Not to mention the risk to our vital interests which include the PM and institutions.
Loss of land including agricultural land
As most power plants are either near water sources or pit heads electricity has to be conveyed to the consumers in cities or to industries. To do this transmission lines criss-cross rural India. Right-of-Way (ROW) requirement of 765kV line is usually 85m but can be brought down to to 64m if design changes are made to the tower, as per a 2005 report titled "Transmission and Distribution in India" by Powergrid; further, for a 220 kV line the ROW is 35 metres. Thus not only does the value of land decrease but the amount of cultivable land also decreases. According to the CEA in the 12th Plan the expected transmission requirement for 765 kV is 25,000 to 30,000 cKm and for 400 KV is 50,000cKm. By the end of the Plan period the total would be between 119,000 – 126,000 cKm.
Mr. Paramjit Ahuja, an architect opposing thermal power plants coming up around the city of Nagpur, stated in an email interview with this author, that for a 400 kV line between the towns of Koradi and Wardha, a distance of 120 KM, land requirement would be 1541.92 acres.
He states that 'the size / footprint of tower is 20m x 20m (65'-6" x 65'-6"). The width of lines strung on the tower (between two extreme / opposite sides) is 26m (85'-3") with another 26m reserved as unsafe zone. Thus, no development zone under the TL is 52m'. He adds 'Only restricted agricultural activity is permitted under the TL. One cannot pursue agricultural activity of ones choice such as poultry, green house, shed net, poly house, orchard (orange / mango, etc.), teak plantation and the like under it.'
Transmission and distribution loss
One of the major problems with a centralized grid is the huge transmission and distribution losses. One of the major reasons for transmission loss is use of material with high resistance for conducting electricity. Also, people tap into the grid illegally without paying for the electricity they consumed. Thus not only do the end consumers get less power but the power producer and distributor are not fully compensated for their services. In India the amount of T&D losses is as high as 50% in some states though the official figure is 23%.
India is going to become a waste dump with noxious gases
Power generation in India is coal based mainly generating fly ash and CO2. CO2 is also generated in the use of oil and gas for power generation. Nuclear power plants generate radioactive waste with half life of thousands of years.
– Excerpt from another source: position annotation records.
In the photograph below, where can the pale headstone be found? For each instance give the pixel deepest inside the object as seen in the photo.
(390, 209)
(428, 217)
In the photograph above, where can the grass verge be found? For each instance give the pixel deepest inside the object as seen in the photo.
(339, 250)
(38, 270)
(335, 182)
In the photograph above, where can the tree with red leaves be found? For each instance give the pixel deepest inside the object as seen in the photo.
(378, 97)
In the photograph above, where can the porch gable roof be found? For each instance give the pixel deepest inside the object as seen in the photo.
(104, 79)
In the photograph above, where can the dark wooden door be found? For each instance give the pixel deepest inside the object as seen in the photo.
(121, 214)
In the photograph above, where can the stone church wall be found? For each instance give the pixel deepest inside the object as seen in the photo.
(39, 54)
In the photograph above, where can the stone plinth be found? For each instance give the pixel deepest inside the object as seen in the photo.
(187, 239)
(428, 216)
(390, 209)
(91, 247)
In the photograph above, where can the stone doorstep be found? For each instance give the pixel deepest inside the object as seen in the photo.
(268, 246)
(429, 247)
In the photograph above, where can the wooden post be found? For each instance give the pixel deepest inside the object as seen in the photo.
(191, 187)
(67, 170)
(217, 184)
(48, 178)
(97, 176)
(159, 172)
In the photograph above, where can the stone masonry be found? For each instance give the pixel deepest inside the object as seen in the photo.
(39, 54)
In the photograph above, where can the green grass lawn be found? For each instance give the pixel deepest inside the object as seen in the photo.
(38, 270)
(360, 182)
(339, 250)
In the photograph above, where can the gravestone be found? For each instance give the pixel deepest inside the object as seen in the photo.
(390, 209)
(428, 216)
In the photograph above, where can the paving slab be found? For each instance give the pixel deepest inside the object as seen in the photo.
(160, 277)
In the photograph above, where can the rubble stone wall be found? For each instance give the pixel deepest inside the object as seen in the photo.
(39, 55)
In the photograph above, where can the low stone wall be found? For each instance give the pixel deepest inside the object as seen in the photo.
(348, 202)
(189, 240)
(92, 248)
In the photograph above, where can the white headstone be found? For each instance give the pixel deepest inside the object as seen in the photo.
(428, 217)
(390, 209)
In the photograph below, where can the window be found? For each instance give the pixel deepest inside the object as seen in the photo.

Though there is no official figure to the amount of nuclear waste generated from the different steps involved in creating nuclear power (mining to reprocessing), an article by MV Ramana and others (Current Science, December 2001) calculates that from Reactor operations intermediate-level waste generated is 280 m3. The amount of fly ash generated is more than 100 million tonnes annually. India does not have a nuclear waste processing plant nor does it have a feasible plan to deal with the growing quantities of fly ash.
The answer is decentralization of power generation. There is not only need to shout it from the rooftops but there is need to use the rooftops to install photo-voltaic panels. According to a 2011 article authored by T.V Ramchandra (Renewable and Sustainable Energy Reviews, 2011), "58% of the geographical area potentially represent the solar hotspots in the country with more than 5 kWh/m2 /day of annual average Global insolation."
For a start lets get households off the grid, lets get common lighting off the grid, lets get schools, colleges and other institutions off the grid.
There is enough rooftops of malls, railway stations and metro stations to generate electricity for basic lighting and some non-essential services for it and places in the vicinity.
Even if some say that decentralized solar is not the answer, it can sure reduce the demand for power. It can enhance the safety of people and of the city. It can decrease our dependency on a centralized grid that can fail. More importantly it can prop up a failure prone centralized grid.